UICC Staging, TNM Classification and Treatment
UICC-Stage | TNM | Treatment Recommendation |
0–I | Tis bis T1 | Endoscopic Resection |
Further approach depends on histopathology | ||
- Low-risk situation (G1/G2, R0): No further resection required. | ||
Low-risk, incomplete resection: Complete endoscopic or local surgical resection | ||
High-risk situation (G3/G4): Radical surgical resection | ||
No adjuvant chemotherapy | ||
I | T2, N0, M0 | Radical Surgical Resection |
No adjuvant chemotherapy | ||
II | Up to T4, N0, M0 | Radical Surgical Resection |
Adjuvant chemotherapy to be individually considered; patients should be advised | ||
III | Any T, N1, M0 | Radical Surgical Resection |
Adjuvant chemotherapy required | ||
IV | Any T, jedes N, M1 | Individualized Approach: Based on specific findings |
Reference
S3 Guideline for Colorectal Cancer:
- (Leitlinienprogramm Onkologie (Deutsche Krebsgesellschaft, Deutsche Krebshilfe, AWMF): S3-Leitlinie Kolorektales Karzinom
- Last update: November 30, 2017 (valid until November 29, 2022)

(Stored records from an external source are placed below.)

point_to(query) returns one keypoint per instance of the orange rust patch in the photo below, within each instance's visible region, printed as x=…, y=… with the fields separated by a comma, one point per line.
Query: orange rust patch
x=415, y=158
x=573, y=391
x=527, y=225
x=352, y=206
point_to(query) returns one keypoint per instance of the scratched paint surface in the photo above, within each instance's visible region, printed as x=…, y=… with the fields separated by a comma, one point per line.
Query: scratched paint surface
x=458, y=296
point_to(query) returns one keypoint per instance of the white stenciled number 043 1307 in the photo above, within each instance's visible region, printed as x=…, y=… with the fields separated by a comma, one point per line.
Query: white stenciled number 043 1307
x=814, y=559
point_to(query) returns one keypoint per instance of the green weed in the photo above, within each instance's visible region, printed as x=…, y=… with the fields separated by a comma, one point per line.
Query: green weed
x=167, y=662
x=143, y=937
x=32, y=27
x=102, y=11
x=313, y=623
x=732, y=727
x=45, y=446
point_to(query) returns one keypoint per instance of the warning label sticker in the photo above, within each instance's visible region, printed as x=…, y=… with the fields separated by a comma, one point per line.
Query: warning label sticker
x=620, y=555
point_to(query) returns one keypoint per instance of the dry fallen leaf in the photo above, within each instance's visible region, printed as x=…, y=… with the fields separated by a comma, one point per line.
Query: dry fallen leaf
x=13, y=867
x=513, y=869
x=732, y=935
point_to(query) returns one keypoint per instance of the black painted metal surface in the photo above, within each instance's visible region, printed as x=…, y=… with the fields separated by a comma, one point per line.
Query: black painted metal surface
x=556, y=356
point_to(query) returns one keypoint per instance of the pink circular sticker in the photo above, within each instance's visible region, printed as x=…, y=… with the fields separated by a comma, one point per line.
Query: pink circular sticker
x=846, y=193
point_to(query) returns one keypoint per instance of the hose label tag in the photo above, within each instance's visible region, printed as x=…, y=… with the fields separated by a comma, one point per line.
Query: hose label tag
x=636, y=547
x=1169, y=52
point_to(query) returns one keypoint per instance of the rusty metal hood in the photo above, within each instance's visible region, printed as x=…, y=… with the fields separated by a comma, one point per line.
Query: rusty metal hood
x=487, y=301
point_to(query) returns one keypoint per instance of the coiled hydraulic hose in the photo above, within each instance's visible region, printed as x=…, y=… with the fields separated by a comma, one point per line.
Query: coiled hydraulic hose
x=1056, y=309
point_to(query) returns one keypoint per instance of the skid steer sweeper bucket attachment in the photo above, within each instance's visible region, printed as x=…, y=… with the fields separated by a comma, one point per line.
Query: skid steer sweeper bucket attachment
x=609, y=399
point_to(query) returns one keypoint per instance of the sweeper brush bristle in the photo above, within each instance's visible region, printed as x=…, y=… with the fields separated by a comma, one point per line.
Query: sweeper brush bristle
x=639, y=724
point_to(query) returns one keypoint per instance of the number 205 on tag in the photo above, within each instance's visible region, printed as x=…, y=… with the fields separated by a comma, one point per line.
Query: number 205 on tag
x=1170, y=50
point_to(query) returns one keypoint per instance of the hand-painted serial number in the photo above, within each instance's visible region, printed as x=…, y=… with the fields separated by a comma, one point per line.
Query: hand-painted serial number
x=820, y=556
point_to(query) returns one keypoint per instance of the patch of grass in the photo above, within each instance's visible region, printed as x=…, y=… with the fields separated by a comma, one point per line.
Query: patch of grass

- Accessed on May 22, 2022
Note on Endoscopic Resection and Surgical Indications
Endoscopic Resection Adequacy:
Endoscopic resection is sufficient if histology confirms an R0 situation in a low-risk pT1 tumor. The following criteria must be met:
- Submucosal infiltration < 1000 μm (sm1 or sm2)
- Low grading (G1 or G2)
- Absence of lymphovascular invasion (L0)
High-Risk Situations:
For high-risk pT1 tumors, a surgical oncological resection is mandatory. This includes removal of the anatomical lymphatic drainage regions.
- Submucosal Infiltration and Lymph Node Metastasis Risk:
- Tumors with a submucosal penetration depth up to 1000 μm (sm1 and sm2) are associated with lymph node metastases in 0 – 6 % of cases.
- Tumors with submucosal penetration > 1000 μm (sm3) have a significantly higher risk, with lymph node metastases occurring in approximately 20 % of cases.